Without limitation on the foregoing provisions of this letter agreement, the Company will control all proceedings taken in connection with such contest and, at its sole option, may pursue or forgo any and all administrative appeals, proceedings, hearings and conferences with the taxing authority in respect of such claim and may, at its sole option, either direct you to pay the tax claimed and sue for a refund or contest the claim in any permissible manner, and you agree to prosecute such contest to a determination before any administrative tribunal, in a court of initial

jurisdiction and in one or more appellate courts, as the Company shall determine and specify in writing to you; provided, however, that if the Company directs you to pay such claim and sue for a refund, the Company will advance the amount of such payment to you, on an interest-free basis, and will indemnify and hold you harmless, on an after-tax basis, from any Excise Tax or income tax (including interest or penalties with respect thereto) imposed with respect to such advance or with respect to any imputed income with respect to such advance; and, provided, further, however, that any extension of the statute of limitations relating to payment of taxes for your taxable year with respect to which such contested amount is claimed to be due is limited solely to such contested amount.

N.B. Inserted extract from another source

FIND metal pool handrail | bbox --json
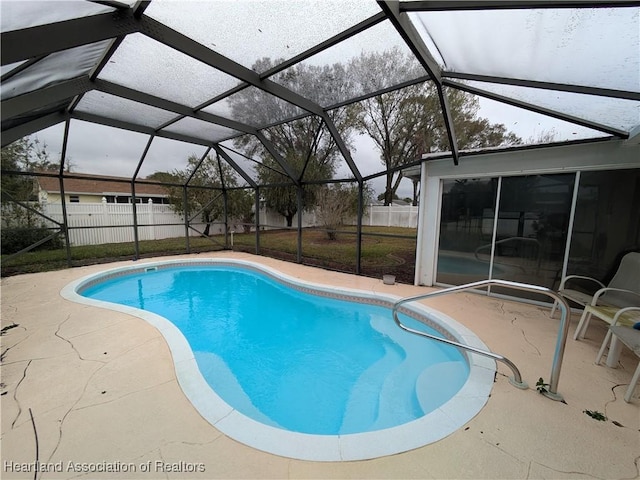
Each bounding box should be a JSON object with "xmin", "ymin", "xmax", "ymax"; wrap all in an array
[{"xmin": 393, "ymin": 280, "xmax": 569, "ymax": 401}]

Furthermore, the Company’s control of the contest will be limited to issues with respect to which a Gross-Up Payment would be payable hereunder and you will be entitled to settle or contest, as the case may be, any other issue raised by the Internal Revenue Service or any other taxing authority.

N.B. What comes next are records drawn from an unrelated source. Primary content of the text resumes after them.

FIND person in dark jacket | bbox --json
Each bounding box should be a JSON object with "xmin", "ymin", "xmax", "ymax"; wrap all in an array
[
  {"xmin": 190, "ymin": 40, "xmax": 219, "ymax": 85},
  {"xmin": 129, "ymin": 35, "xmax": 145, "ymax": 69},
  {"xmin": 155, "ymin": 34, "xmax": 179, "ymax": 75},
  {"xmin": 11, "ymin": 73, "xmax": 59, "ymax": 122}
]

No provision of this letter agreement may be modified, waived or discharged unless such waiver, modification or discharge is agreed to in writing and signed by you and such officer as may be specifically designated by the Board of Directors of the Company. This letter agreement shall be binding on any successor to the Company, including, without limitation, the Surviving Corporation (as defined in the Merger Agreement). This letter agreement constitutes the entire understanding of the parties hereto with respect to any Excise Tax and supersedes all prior arrangements and understandings regarding same, including, without limitation, any provision of your employment agreement with the Company regarding Excise Tax and any provision of the Separation Benefits Plan regarding Excise Tax. The validity, interpretation, construction and performance of this letter agreement shall be governed by the laws of the State of California without regard to its conflicts of law principles. This letter agreement may be executed in counterparts, each of which shall be deemed to be an original but all of which together shall constitute one and the same instrument. The invalidity or unenforceability of any provision of this letter agreement shall not affect the validity or enforceability of any other provision of this letter agreement, which shall remain in full force and effect. This letter agreement shall be deemed effective immediately upon your signature hereto, provided, that if the Merger Agreement is terminated without the consummation of the transactions contemplated thereby, this letter agreement shall immediately terminate.